The Edmonton Oilers recalled Kailer Yamamoto from Bakersfield on December 29. The 21-year-old proceeded to waste no time proving that he packed for a one-way trip and had no intentions on being sent back down to the AHL.
The 2017 first-round pick immediately fit into the Oilers second line. Playing alongside Art Ross winner Leon Draisaitl and two-way specialist Ryan Nugent-Hopkins, Yamamoto produced 26 points in 27 games. Yamamoto spent 71.7% of his 469 minutes on the ice playing with Draisaitl and Nugent-Hopkins. Their instant chemistry created the most effective second-line the Oilers have seen in years.

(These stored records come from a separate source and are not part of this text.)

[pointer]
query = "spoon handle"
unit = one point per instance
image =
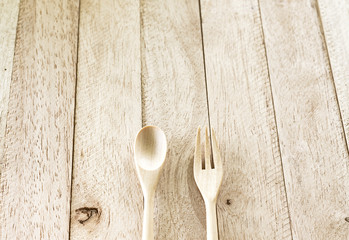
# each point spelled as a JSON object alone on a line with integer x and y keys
{"x": 148, "y": 220}
{"x": 211, "y": 220}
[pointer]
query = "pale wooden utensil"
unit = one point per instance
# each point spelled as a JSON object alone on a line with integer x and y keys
{"x": 150, "y": 153}
{"x": 208, "y": 180}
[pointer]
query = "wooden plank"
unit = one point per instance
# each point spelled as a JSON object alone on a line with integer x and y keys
{"x": 252, "y": 203}
{"x": 312, "y": 142}
{"x": 35, "y": 180}
{"x": 335, "y": 22}
{"x": 8, "y": 23}
{"x": 174, "y": 98}
{"x": 106, "y": 197}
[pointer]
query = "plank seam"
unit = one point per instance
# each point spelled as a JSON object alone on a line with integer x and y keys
{"x": 322, "y": 30}
{"x": 275, "y": 122}
{"x": 73, "y": 147}
{"x": 141, "y": 39}
{"x": 2, "y": 162}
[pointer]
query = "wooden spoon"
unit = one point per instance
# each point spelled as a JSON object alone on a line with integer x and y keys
{"x": 150, "y": 153}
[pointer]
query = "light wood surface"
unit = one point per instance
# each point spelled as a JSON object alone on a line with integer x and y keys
{"x": 106, "y": 196}
{"x": 312, "y": 142}
{"x": 174, "y": 99}
{"x": 36, "y": 167}
{"x": 252, "y": 203}
{"x": 8, "y": 25}
{"x": 150, "y": 153}
{"x": 335, "y": 21}
{"x": 208, "y": 176}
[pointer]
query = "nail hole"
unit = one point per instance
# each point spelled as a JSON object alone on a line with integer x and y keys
{"x": 86, "y": 213}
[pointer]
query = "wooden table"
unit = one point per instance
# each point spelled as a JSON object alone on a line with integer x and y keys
{"x": 80, "y": 78}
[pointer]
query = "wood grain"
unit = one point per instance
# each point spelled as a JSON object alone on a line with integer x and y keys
{"x": 311, "y": 136}
{"x": 35, "y": 180}
{"x": 8, "y": 24}
{"x": 252, "y": 202}
{"x": 174, "y": 98}
{"x": 335, "y": 22}
{"x": 106, "y": 196}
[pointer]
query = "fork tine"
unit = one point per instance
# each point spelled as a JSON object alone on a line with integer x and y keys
{"x": 215, "y": 150}
{"x": 207, "y": 151}
{"x": 197, "y": 154}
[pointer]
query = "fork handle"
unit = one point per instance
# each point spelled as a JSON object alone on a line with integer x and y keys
{"x": 211, "y": 220}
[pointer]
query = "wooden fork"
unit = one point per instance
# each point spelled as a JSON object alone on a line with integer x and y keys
{"x": 208, "y": 179}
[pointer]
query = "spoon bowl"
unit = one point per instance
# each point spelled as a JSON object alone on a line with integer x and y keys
{"x": 149, "y": 153}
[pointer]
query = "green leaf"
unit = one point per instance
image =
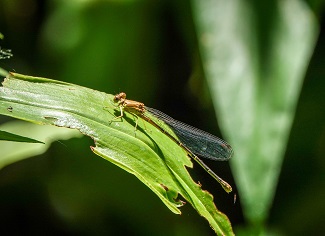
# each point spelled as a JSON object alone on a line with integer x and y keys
{"x": 146, "y": 153}
{"x": 16, "y": 138}
{"x": 15, "y": 151}
{"x": 255, "y": 56}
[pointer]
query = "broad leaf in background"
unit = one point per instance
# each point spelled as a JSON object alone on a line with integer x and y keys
{"x": 255, "y": 57}
{"x": 148, "y": 154}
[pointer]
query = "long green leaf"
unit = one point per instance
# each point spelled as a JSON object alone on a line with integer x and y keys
{"x": 146, "y": 153}
{"x": 255, "y": 56}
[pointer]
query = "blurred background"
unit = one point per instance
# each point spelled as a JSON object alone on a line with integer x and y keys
{"x": 148, "y": 49}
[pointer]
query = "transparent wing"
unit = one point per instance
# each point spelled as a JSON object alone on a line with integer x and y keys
{"x": 198, "y": 141}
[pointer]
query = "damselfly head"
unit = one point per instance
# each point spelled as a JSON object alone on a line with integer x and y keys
{"x": 119, "y": 97}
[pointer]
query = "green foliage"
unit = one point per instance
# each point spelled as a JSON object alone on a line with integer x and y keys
{"x": 255, "y": 67}
{"x": 147, "y": 153}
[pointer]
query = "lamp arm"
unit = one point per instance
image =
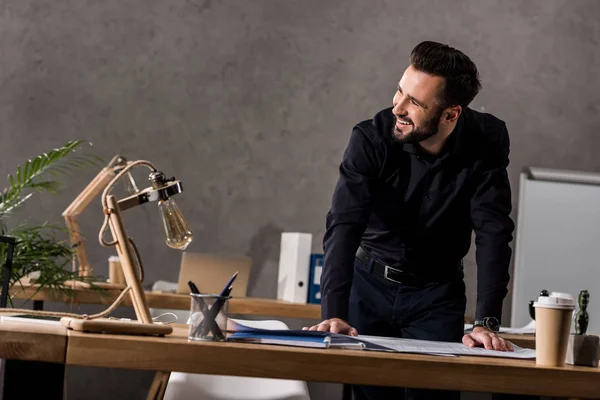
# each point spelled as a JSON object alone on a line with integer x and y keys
{"x": 127, "y": 168}
{"x": 105, "y": 193}
{"x": 72, "y": 212}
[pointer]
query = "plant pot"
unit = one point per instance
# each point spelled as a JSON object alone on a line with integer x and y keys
{"x": 583, "y": 350}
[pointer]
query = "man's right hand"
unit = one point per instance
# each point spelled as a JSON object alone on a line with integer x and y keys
{"x": 334, "y": 325}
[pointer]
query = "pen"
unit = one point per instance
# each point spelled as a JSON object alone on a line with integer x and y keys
{"x": 216, "y": 308}
{"x": 228, "y": 286}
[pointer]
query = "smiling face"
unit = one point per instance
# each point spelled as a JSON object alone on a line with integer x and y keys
{"x": 417, "y": 106}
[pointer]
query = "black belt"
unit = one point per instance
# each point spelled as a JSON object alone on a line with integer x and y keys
{"x": 410, "y": 278}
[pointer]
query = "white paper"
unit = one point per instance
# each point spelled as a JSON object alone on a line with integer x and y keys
{"x": 445, "y": 348}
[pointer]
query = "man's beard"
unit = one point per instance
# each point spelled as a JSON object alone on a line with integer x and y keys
{"x": 418, "y": 134}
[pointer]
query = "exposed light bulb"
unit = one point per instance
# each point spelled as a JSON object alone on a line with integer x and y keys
{"x": 130, "y": 186}
{"x": 178, "y": 234}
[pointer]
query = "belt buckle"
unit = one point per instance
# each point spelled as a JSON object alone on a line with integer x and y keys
{"x": 385, "y": 273}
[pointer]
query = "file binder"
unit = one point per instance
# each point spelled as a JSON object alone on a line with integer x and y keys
{"x": 294, "y": 260}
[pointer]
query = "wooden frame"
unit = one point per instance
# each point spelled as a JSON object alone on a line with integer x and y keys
{"x": 74, "y": 210}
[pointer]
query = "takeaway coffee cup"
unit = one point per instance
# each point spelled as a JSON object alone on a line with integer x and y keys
{"x": 553, "y": 316}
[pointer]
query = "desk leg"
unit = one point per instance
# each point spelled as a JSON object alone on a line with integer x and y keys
{"x": 159, "y": 386}
{"x": 18, "y": 375}
{"x": 346, "y": 392}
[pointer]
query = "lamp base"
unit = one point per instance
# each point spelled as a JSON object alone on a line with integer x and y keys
{"x": 106, "y": 325}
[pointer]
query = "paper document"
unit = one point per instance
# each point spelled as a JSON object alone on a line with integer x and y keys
{"x": 444, "y": 348}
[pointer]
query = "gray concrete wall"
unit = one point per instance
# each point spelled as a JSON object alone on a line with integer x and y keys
{"x": 250, "y": 103}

Yamamoto’s emergence this season has finally given the Oilers legitimate options and reassurance that they can split Connor McDavid and Leon Draisaitl without sacrificing production.

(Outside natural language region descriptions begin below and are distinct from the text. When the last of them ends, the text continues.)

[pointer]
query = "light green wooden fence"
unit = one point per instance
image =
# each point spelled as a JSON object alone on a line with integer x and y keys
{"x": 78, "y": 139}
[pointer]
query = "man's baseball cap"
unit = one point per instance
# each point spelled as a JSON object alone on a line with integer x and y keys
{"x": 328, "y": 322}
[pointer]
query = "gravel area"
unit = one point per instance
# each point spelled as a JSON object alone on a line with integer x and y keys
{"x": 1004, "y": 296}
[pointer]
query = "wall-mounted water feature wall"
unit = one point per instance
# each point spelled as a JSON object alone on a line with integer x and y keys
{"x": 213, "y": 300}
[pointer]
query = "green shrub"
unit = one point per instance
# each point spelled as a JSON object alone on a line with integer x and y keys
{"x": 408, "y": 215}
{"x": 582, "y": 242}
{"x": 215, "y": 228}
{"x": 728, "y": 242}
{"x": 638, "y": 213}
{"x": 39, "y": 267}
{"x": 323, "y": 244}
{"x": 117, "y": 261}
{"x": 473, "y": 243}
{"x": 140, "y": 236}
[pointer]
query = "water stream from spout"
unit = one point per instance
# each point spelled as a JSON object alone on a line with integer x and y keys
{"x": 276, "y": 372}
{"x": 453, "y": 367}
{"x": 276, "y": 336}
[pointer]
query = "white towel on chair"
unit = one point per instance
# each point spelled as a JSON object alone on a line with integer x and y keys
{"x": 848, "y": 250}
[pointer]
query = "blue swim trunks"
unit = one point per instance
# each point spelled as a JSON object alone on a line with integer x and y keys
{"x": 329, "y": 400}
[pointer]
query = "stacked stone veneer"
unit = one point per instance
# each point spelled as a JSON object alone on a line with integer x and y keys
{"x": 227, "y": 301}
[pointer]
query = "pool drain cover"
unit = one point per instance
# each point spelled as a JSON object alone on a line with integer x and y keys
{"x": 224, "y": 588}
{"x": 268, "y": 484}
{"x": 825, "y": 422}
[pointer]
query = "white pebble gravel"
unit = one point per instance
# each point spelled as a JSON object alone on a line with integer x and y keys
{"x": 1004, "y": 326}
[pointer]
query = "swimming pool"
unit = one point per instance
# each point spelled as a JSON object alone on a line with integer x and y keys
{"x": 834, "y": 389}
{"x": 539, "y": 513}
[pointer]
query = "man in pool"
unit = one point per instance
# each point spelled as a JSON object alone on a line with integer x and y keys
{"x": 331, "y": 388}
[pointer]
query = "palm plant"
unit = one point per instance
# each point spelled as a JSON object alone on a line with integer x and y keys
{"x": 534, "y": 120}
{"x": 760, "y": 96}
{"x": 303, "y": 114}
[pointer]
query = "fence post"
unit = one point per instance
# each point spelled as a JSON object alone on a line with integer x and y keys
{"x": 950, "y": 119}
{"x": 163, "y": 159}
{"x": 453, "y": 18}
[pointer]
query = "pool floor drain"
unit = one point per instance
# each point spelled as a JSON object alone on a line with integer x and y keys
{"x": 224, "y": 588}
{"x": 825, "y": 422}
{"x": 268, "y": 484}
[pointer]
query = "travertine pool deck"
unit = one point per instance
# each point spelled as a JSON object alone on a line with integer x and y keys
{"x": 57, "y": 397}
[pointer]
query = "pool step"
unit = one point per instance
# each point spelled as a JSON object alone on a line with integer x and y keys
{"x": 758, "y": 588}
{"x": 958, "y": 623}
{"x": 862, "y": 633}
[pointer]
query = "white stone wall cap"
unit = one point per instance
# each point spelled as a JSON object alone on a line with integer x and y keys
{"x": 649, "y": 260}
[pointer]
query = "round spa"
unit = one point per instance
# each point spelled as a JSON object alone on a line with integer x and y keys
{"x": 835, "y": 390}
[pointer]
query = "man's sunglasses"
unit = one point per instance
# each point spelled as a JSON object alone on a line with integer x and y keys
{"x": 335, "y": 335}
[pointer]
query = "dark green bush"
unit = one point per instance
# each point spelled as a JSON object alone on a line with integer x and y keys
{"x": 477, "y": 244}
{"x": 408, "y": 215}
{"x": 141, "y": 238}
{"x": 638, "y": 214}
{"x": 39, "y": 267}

Out of all Oilers players who skated at least 400 minutes, Yamamoto sported the best Goal Differential per 60 (GD60) on the team, with a 2.255. He also led the team with a 107.6 PDO (Shooting % + Save %), and a 4.6 Goals For per 60 Minutes at Even-Strength (GF60) while averaging 17:23 minutes-per-game.
Looking through his 11 goals this season, he’s shown that same intensity around the net. Eight of those goals came in the slot from the hash marks down (64% of all goals) and around the net (27% of all goals), according to IcyData.hockey.
Oh, and Yamamoto still has another year left on his Entry-Level Contract that commands just $894,167, or 1.1% of the salary cap. If he continues to produce and develop while playing significant second-line minutes, he could quickly become one of the best value contracts in the league next season.
While no one is going to confuse the 5’8, 153 lbs forward as the biggest guy on the ice, Yamamoto isn’t shying away from the physical side of the game either. He ranks 14th on the Oilers in hits with 45, despite only playing 27 games.
Now to temper some expectations. Yamamoto is playing great, and he’s playing against high-end talent while producing at a near point-per-game pace. He’s also rocking a 25% shooting percentage. That’s the highest in the NHL out of all players who skated at least 20 games this season. So while he’s converting an incredible number of his shots, this scoring pace is unsustainable and is unlikely to continue.
The Oilers managed to draft Yamamoto with the 22nd pick in 2017. He lit up the WHL with the Spokane Chiefs, putting up 99 points in 65 games during his draft year. The fact they were able to get him at all comes down a bit to luck, and mostly because of the league’s bias towards drafting bigger, “NHL ready” players. We’ve seen it before, and we’ll see it again, most recently with American Cole Caufield dropping to the 15th pick in the 2019 draft. Before being brought up to the Oilers in December, Yamamoto also scored 16 points in 23 games in the AHL with the Bakersfield Condors.
The problem for the Oilers and Yamamoto might start to come at the end of next season when his contract expires. It’s in Yamamoto’s best interest to put off signing an extension as long as possible if he believes he can continue to up his value. That might be why the Oilers should try to extend him as soon as possible. Otherwise he might very well play his way to a massive contract.
The good news for the team is that at the same time Yamamoto is due for a raise, they’ll have the contracts of Alex Chiasson ($2.15 million), Adam Larsson ($4.16 million) and Kris Russell ($4 million) coming off the books. That might give them the wiggle room to pay whatever price Yamamoto ends up asking for.
Yamamoto’s break-out tour isn’t over yet though. When the team takes on the Chicago Blackhawks in the qualifying round, Yamamoto is going to be counted on to continue producing on the second line while playing against postseason veterans like Jonathan Toews, Patrick Kane and Duncan Keith. The playoffs have been and will always be the ultimate proving grounds.